A possible global recession is another likely source of disruption in 2023, with potential for supplier failure and insolvency, said AGCS. Allianz Trade thinks that global business insolvencies are likely to rise “significantly” by 19% in 2023.
Macroeconomic developments have appeared as a top three global risk in the Barometer for the first time in a decade. AGCS noted that all major economic areas – the US, China and Europe – are in crisis mode at the same time but for different reasons.
It warns that inflation is a particular concern because it is “eating” into the price structure and profitability margins of many companies. Like the real economy, the financial markets are facing a difficult year, as central banks drain excess system-wide liquidity and trading volumes, even in historically liquid markets, decline, continued AGCS.

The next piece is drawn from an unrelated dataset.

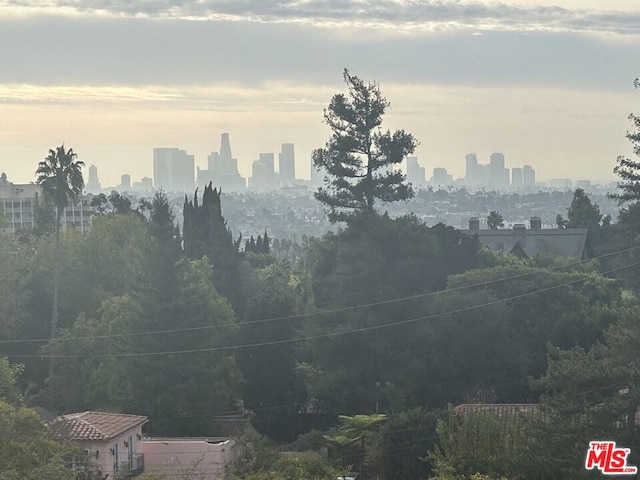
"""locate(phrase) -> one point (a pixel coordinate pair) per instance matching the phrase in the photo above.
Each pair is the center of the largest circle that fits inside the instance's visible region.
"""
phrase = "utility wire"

Allianz Trade thinks that the energy crisis will remain the largest profitability shock for European countries in particular. At current levels, energy prices would wipe out the profits of most non-financial corporates as pricing power is diminishing amid slowing demand, it warned.
“2023 will be a challenging year; in purely economic terms, it is likely to be a year to forget for many households and companies. Nevertheless, there is no reason to despair,” said Ludovic Subran, chief economist at Allianz.
“For one thing, the turnaround in interest rates is helping, not least for millions of savers. The medium-term outlook is also much brighter, despite – or rather because of – the energy crisis. The consequences, beyond the expected recession in 2023, are already becoming clear: a forced transformation of the economy in the direction of decarbonisation as well as increased risk awareness in all parts of society, strengthening social and economic resilience,” he added.